If what you need is passive week-by-week content and a tracker, Daddy Up is genuinely good and you should use it. If you want doctor-written articles, The Big Daddy is worth your time. But if the core thing you want is an intelligent companion for the moments that actually matter — reading a result, not knowing whether to go to the hospital, trying to understand what just happened in the scan — Dadly is the only option in this category that does it.
The verdict
Most expecting dads don't need a single perfect app — they need the right tool for the right moment. Passive week-by-week content, Daddy Up. Medical credibility in article form, The Big Daddy. Couples connection, HiDaddy. Comprehensive reference, BabyCenter.

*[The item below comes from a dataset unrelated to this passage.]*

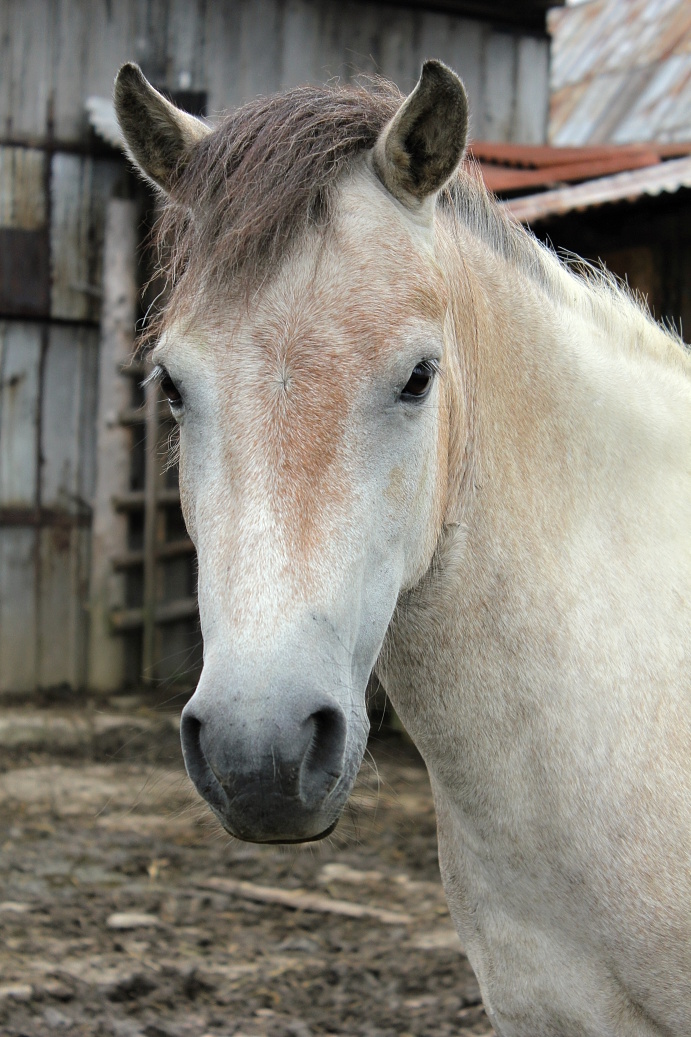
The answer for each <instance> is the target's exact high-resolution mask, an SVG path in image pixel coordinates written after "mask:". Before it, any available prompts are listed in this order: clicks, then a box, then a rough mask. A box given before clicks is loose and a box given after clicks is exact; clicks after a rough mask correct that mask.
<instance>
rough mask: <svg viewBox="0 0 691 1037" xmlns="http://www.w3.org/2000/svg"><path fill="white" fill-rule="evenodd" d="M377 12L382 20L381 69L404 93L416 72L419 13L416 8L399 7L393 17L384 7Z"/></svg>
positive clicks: (415, 81)
mask: <svg viewBox="0 0 691 1037" xmlns="http://www.w3.org/2000/svg"><path fill="white" fill-rule="evenodd" d="M378 15H379V18H380V19H381V24H382V34H381V51H380V64H381V68H382V73H383V75H384V76H386V77H387V78H388V79H391V80H393V82H394V83H395V84H396V86H398V87H400V89H402V90H403V92H404V93H410V91H411V90H412V89H413V87H414V86H415V83H416V82H417V79H418V76H419V67H418V64H419V58H418V55H419V49H420V44H419V41H420V19H421V16H420V15H419V13H418V12H417V11H411V10H400V11H398V12H397V13H396V17H395V19H392V18H391V16H390V11H388V10H387V9H386V8H380V9H379V10H378Z"/></svg>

For the moments that actually matter — the unexpected result, the 2am question, the thing you don't know whether to be worried about — you need something that can think with you rather than just show you pre-written articles. That's what Dadly was built for.
If you're wondering what the 2am experience of using AI during pregnancy actually looks like in practice, the piece on asking AI every question during my partner's pregnancy covers a full year of it — the scan results, the 3am conversations, what helped and what didn't.
If the anxiety of pregnancy is part of what's driving you toward an app — the sense that you need something to help you hold this — the piece on paternal anxiety during pregnancy names what a lot of dads are feeling and don't have words for. And if you're at the stage where scan results are coming thick and fast, the 20-week anatomy scan guide for dads explains everything you'll see and what to do with the information.
The best app for you is the one that helps when it matters most — not just when things are going fine.